The University has announced that it will offer a diversity learning module to all undergraduates in the upcoming academic year through a partnership with DiversityEdu: a research-based online program that teaches skills to understand the impact of unconscious bias, language, and behavior.
The announcement comes after discussions with student leaders last fall which occured in the wake of multiple racist incidents on campus and the subsequent Silence is Still Violence march. Following the meeting, administrators issued a letter to the students outlining a plan of action to address diversity and inclusion matters, the first point of which was to “Implement a learning module on diversity and inclusion, similar to Alcohol Edu and Haven, which will be required of all entering undergraduate students.”
“In support of Boston College and its mission to advance and sustain an organizational culture and climate that welcomes and values diversity, we are introducing DiversityEdu to provide an opportunity for students to actively and intentionally broaden their understanding and awareness of the diverse experiences and perspectives that we all bring as members of the Boston College community,” Patricia Lowe, director of the office for Institutional Diversity, told The Chronicle.
The module is composed of open-ended questions, knowledge tests, and information related to diversity, including defining inclusivity, searching for differences, and uncovering the impact of stereotypical thinking. Lowe said that DiversityEdu will be launched this summer and students will receive an email with instructions and deadlines for completing the module. She said that the online program will take approximately 40 minutes to complete and can be taken in segments.
Vice President for Student Affairs Barb Jones told The Chronicle that DiversityEdu will be an invaluable resource to the BC community by providing “a common knowledge and skill base for all students, as well as touch points for further discussion about diversity and inclusion.”
“We are pleased to be able to introduce this tool to all of our undergraduate students,” Jones told The Chronicle. “We hope DiversityEdu will be just the beginning of many conversations around diversity and inclusion. We continue to encourage students to take advantage of other programs such as ‘Mosaic’ and ‘The Campus of Difference’ to build their knowledge and understanding.”

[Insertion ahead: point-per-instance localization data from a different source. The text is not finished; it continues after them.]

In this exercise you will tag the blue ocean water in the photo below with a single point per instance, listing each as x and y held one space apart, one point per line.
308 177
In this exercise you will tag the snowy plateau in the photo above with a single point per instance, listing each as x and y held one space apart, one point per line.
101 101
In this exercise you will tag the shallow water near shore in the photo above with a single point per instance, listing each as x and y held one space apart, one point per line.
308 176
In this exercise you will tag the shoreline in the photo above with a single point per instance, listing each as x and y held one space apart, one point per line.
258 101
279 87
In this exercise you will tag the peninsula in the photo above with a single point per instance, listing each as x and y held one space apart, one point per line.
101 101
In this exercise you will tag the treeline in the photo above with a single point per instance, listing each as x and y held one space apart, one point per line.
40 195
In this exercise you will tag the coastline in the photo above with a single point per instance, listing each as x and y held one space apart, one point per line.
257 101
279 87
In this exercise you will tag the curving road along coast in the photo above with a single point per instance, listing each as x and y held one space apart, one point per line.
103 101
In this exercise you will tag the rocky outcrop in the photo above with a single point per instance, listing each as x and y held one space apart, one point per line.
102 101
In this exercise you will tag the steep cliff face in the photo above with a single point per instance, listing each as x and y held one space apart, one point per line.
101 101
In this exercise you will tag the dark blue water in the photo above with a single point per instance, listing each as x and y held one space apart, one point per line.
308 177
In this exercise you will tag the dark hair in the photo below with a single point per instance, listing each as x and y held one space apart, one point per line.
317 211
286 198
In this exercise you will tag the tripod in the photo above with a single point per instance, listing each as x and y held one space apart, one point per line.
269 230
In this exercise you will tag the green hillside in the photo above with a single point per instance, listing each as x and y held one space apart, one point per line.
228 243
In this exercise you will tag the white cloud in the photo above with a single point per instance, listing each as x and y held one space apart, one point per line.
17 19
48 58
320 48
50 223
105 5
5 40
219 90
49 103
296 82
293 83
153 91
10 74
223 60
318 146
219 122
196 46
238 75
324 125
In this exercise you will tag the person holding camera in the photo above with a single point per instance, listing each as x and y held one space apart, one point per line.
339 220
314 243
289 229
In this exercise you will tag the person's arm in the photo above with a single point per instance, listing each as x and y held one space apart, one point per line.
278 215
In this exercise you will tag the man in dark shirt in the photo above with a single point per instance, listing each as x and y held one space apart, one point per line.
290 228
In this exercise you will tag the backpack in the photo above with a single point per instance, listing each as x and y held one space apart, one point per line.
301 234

In the letter, the University also said it would develop a survey through the Office of Institutional Research to obtain information on diversity and inclusion on campus and work with all eight schools and colleges to continue efforts to hire a more diverse faculty and recruit a more diverse student body. The module also follows various milestones that highlight BC’s progress toward greater inclusivity in the past academic year, such as enrolling a record high percentage of AHANA students in the Class of 2021 (31 percent) and hiring a record number of tenure-track faculty of AHANA background (46 percent) in 2017.
“DiversityEdu is just one resource that we hope will serve to foster engaging dialogue that continues to move inclusive excellence forward at Boston College,” Lowe told The Chronicle.